“Twenty years ago, Bill Gates said customers need banking not banks; and 20 years later here we all are,” says Paul Cobban, Chief Data and Transformation Officer at DBS in Singapore. How has this happened and why have the tech companies been unable to make a real dent in the leading role that banks play in every economy?
Generally, the largest global tech companies have chosen to operate in sectors that can be easily digitized and are generally not regulated. Banking has been digitized for decades and is heavily regulated. So, it wouldn’t be the easy win for the tech companies as it was in other sectors, such as books, music or photography. “It would be bold to say these tech companies pose no threat to banks, especially as some of them have gone into the payments arena and been successful. One example is China’s Ant Financial,” says Cobban. “Overall, regulation makes it more challenging for them to get into. Taking on banking also requires a significantly higher investment than other industries.”

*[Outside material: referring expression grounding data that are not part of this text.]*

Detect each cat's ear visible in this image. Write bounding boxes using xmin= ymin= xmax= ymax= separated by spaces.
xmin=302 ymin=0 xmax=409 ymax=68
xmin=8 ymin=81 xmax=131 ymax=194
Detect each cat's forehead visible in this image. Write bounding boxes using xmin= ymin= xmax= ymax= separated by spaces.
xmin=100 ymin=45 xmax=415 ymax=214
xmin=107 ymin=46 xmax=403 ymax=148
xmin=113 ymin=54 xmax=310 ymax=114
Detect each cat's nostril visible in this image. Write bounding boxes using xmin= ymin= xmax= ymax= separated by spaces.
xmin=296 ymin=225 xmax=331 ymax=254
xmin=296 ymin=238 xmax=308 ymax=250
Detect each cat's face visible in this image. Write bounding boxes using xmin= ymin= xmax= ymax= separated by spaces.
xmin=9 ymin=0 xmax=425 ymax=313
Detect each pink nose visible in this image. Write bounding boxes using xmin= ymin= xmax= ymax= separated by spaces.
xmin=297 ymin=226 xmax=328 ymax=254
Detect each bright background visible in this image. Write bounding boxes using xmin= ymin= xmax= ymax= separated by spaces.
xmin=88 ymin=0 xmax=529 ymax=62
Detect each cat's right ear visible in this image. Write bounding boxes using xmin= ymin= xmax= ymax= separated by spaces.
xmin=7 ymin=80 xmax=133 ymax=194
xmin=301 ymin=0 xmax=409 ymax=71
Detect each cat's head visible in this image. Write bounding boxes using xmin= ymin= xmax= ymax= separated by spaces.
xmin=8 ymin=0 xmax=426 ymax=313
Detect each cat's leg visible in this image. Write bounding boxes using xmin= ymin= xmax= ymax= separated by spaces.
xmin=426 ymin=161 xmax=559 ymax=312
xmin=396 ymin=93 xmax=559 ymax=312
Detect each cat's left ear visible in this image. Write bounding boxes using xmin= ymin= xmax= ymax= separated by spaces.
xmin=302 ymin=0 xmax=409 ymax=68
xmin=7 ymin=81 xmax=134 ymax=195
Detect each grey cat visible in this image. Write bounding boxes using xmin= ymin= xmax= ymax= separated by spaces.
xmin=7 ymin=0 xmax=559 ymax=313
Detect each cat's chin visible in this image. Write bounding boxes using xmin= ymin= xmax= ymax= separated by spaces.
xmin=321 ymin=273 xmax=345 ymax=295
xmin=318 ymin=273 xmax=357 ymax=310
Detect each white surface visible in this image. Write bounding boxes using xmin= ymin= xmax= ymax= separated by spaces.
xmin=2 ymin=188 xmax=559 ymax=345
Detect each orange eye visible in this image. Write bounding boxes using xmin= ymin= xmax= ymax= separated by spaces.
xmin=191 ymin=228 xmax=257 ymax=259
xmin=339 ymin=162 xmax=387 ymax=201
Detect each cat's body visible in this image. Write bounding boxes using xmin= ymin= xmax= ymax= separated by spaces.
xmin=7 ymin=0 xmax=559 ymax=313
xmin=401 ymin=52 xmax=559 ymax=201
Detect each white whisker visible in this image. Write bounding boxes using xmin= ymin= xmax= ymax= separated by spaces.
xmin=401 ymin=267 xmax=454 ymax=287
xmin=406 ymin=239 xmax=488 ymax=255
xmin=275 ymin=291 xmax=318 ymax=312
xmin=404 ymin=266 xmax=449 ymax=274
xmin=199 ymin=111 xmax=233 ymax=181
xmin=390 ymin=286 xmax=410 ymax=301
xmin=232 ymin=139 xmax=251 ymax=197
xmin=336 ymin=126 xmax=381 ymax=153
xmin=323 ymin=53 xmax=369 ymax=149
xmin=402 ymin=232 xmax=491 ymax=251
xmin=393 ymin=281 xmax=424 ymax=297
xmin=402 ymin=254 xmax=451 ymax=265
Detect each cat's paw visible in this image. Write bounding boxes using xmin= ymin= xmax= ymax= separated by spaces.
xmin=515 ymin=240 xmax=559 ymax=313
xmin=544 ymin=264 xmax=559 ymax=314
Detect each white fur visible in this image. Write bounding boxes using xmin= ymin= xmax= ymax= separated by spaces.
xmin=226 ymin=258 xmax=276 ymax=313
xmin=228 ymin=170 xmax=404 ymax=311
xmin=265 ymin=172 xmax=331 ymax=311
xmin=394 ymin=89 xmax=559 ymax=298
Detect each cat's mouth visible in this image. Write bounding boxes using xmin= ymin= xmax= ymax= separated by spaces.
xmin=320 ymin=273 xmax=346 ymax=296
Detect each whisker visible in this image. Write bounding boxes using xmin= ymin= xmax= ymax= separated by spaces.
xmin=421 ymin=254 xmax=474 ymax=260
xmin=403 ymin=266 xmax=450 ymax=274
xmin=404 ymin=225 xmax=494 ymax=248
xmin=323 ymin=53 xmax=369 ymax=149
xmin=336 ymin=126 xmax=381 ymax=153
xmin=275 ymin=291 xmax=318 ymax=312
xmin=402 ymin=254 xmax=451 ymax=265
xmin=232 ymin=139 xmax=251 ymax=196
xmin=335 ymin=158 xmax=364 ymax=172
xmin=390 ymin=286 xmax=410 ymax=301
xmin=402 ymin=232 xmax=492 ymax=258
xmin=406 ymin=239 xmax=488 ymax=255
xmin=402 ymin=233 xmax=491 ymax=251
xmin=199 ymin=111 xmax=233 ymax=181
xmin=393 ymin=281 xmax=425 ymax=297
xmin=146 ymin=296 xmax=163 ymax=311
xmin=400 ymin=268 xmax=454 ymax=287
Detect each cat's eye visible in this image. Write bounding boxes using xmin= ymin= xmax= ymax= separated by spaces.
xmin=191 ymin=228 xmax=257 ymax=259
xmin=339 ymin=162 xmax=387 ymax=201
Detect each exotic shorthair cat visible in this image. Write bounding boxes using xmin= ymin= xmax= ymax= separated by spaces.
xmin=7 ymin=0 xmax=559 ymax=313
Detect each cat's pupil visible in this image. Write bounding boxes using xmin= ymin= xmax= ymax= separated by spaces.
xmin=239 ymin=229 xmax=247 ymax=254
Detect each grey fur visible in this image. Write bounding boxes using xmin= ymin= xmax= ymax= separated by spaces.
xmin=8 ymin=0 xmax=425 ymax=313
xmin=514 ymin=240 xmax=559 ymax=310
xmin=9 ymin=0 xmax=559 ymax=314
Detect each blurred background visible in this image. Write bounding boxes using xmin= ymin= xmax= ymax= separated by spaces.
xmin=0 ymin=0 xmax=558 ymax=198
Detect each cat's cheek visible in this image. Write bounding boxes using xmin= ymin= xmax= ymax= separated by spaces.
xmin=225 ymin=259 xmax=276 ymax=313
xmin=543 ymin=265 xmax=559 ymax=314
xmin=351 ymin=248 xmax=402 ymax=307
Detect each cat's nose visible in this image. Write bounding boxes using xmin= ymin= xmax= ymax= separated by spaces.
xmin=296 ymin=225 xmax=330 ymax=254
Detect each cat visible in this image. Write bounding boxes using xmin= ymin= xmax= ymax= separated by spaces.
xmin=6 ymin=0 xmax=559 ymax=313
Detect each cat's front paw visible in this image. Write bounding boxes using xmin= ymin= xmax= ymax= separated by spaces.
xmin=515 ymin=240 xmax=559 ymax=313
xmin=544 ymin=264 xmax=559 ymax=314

This does not mean that banking is unchallenged by the tech companies. Far from it, in fact. For instance, in China you cannot order a taxi without going into WeChat and it makes little sense to use another app to complete the transaction. Therefore, WeChat can partner with whichever bank it chooses to do this at the cheapest price. “With examples like WeChat, there is a danger that banking could get aggregated and commoditized,” says Cobban. “Banks will still need to exist as they have the foundation, the capital and the regulations in place.”

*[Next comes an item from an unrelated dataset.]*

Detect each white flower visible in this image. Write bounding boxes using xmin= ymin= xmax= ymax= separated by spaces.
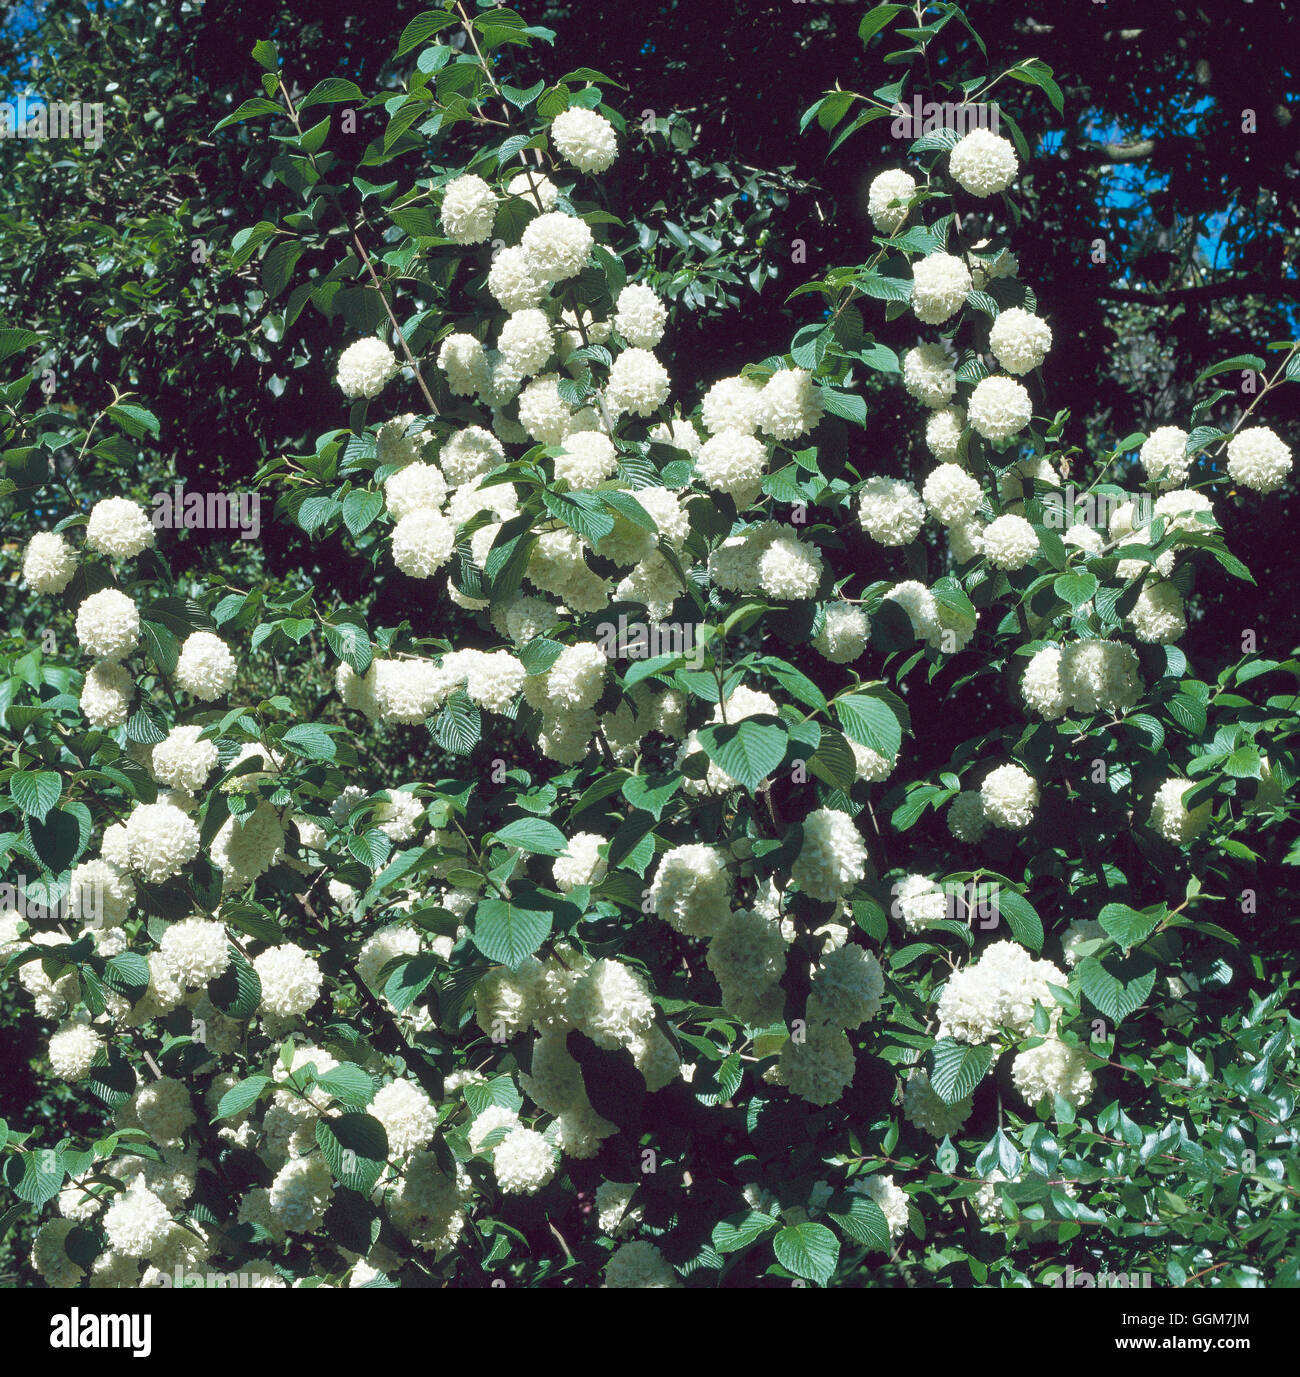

At the other end of the scale, much has been said about the swarm of tiny fintech companies, which are each nibbling away at small pieces of banks’ business. Individually they are not much of a threat, but collectively they could pose a big challenge. Cobban notes that while this may have been true a few years ago, the market has changed since then. “Fintech companies were very aggressive in their ambitions, saying they were going to take the banks’ lunch. But it has since changed as they have realized that incumbent banks have customers and money, which they don’t. They have learned that their route to success is to collaborate with banks and get access to their customers.”
These twin challenges, of commoditization at the top and revenue leaking away at the bottom must be met by banks. DBS is meeting it in two ways, firstly by changing its corporate culture and secondly, by getting close to the customer and really understanding where banking fits into their lives. “No one wakes up in the morning and says, ‘Hey it is a great day to do some banking!’ There is always something bigger the customer wants to do,” says Cobban. “Understanding those broader requirements and working with partners to make it happen, is where banks will win or lose.”
Facing the cultural challenge posed by technology companies, DBS has gone to those very organizations to find out what to do. “Our original intent when we started was to learn from their technology. But we realized we were missing something - it is their attitude towards culture. We want to embrace the technology AND the culture. Their cultures are all about empowering people, treating them like adults and not overly managing them. We have started introducing this thinking into the company.”
Systemic advantages
A further advantage that banks have over technology companies is the ecosystem in which they operate. Some banks and bankers might moan about the weight of regulations they face, as well as the oversight of central banks. But these twin pillars of the banking ecosystem are in fact huge systemic advantages for the individual banks, and DBS recognizes this.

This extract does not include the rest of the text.